Application layer message encoding
Instead of sending ASCII strings like “version” or other things, we have this table for message type IDs. We send one byte and if that byte has value 1 through 12 then… if the value of the first byte is between 1 and 12 inclusive, then we treat that many bytes that follow still as an ASCII string because someone might need to send something not in our table. Another BIP might introduce a new message. This could add another byte in the table. So why ASCII? We could get rid of it entirely… but this is for compatibility with…. There is a question of coordination. Will we be able for every future BIP that introduces new messages to uniquely assign a single byte ID without coordination problems? I think that’s likely we can do that, I’m not convinced though. The fallback mechanism exists that if someone has a private extension which hasn’t been allocated a number or whatever, you can still use that. I feel like you could just define one byte as meaning that, so that you can save 11 bytes. You could do that. If you see this 1 byte, then read the length and then read the ASCII message. Another approach is to send your table. For service bits, you could define a range of service bits for experiments and if you pick something hope it works. We left the message table in for bikeshedding. You might notice that the message table is mostly ordered alphabetically except the bips which were added later if you notice.. Maybe the message type should depend on what the message length is. We could do that, that’s the PHP trick, right? The lookup table based on the byte and the last byte based on the length of the command which is why early PHP commands are weird. It’s true that it works, and we could make the lookup table be based off of the encoding byte and the length.

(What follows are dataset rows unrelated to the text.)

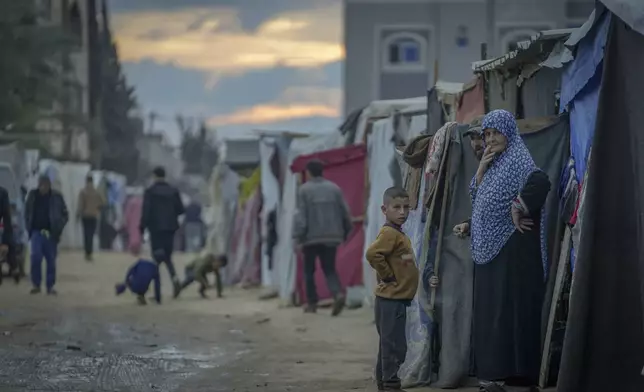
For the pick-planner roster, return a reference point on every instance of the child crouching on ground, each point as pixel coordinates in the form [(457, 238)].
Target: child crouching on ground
[(138, 280), (199, 269), (392, 257)]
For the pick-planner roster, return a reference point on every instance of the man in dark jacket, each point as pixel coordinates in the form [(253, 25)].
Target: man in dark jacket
[(162, 207), (45, 216), (322, 222), (7, 243)]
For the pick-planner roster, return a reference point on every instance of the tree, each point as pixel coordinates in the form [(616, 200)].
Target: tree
[(33, 66), (120, 128)]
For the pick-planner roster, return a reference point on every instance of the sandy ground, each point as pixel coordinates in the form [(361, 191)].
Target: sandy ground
[(87, 339)]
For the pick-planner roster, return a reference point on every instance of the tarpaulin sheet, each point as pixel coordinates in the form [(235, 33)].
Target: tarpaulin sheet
[(604, 343), (345, 167), (580, 91), (538, 93), (381, 152), (471, 103)]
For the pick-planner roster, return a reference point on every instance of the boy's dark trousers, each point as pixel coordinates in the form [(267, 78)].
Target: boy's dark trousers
[(190, 278), (162, 244), (89, 229), (391, 317), (326, 254)]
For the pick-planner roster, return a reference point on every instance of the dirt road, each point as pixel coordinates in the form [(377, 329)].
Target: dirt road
[(87, 339)]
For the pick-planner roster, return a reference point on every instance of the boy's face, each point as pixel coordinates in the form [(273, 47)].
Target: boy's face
[(397, 210)]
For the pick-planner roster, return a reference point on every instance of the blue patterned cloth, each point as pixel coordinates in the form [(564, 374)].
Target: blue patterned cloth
[(492, 200)]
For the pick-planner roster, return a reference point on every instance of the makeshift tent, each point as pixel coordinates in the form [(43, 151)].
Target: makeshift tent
[(547, 140), (470, 102), (604, 342), (378, 110), (244, 252), (285, 260), (346, 167)]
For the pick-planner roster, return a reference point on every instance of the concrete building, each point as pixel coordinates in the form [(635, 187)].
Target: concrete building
[(67, 124), (397, 48)]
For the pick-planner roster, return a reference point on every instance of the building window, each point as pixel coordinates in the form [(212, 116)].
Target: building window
[(511, 40), (404, 52)]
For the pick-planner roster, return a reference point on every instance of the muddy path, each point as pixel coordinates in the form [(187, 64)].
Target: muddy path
[(86, 339)]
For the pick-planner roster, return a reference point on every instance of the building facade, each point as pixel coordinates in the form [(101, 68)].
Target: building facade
[(67, 124), (398, 48)]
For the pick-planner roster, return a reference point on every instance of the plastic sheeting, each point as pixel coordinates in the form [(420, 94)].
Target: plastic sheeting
[(244, 255), (381, 151), (285, 261), (345, 167), (68, 178), (580, 87)]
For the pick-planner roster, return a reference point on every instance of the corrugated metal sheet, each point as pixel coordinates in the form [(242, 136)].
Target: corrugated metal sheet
[(527, 51), (242, 152)]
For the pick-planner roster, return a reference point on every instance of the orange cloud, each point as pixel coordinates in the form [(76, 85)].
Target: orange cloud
[(265, 114), (294, 102), (212, 39)]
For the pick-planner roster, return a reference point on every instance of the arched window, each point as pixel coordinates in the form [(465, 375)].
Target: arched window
[(510, 40), (404, 52)]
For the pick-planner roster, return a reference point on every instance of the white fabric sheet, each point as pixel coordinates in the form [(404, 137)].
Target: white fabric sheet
[(284, 260)]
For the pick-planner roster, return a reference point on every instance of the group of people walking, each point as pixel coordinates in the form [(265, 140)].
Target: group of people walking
[(508, 193), (46, 216)]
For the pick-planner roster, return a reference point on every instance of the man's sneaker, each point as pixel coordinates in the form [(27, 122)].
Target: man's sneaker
[(141, 300), (338, 305), (176, 287)]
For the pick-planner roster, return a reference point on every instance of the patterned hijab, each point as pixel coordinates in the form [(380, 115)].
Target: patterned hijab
[(492, 200)]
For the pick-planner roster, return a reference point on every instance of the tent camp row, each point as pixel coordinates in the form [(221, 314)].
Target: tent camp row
[(571, 90)]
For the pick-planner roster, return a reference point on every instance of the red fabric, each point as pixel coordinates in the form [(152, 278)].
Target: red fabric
[(471, 103), (346, 167)]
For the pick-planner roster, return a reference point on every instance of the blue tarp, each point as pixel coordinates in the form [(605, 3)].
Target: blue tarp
[(580, 86)]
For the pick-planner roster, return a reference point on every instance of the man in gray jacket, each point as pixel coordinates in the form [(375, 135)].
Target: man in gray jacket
[(322, 222)]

Q: Establishing a channel that is encrypted and authenticated sounds like a simple idea, but historically this often goes wrong. These other protocols often have real authentication that is only ephemeral, but you also have this additional requirement that you want the bytestream to be indistinguishable from random. Why do you think that whole thing works? Does the BIP make clear which parts are standards stuff and perhaps even have a security proof and stuff, and which parts are custom?
A: It might be easier to answer the second question first. I think the standard stuff, all the symmetric stuff is very standard. The core encryption things. The key derivation is standard. Except for the length encryption. Here we argue that if this fails, we still have the inner part, and it’s pretty easy to argue about that we haven’t written out a proof but other people have looked into hiding length. There is literature about this called “bondable hiding” about hiding the number of packages in a stream. This openssh thing has been proven secure, and we deviate from it, and we argue the deviation is tiny. We would like to see more research into that, but I’m confident enough that our modifications are fine there. It’s good to know that the openssh stuff is known to be secure.
The other part where we have new stuff is like Elligator stuff. The only real security property is the pseudorandom bytes.. if this really fails then we fail at establishing pseudorandom bytes, which is bad but not the end of the world. The other property from ElligatorSwift is that it’s a correct encoding. You don’t need a security proof for this, you can just write tests. Take the equations for encoding and substitute them in for decoding and you will see if it works.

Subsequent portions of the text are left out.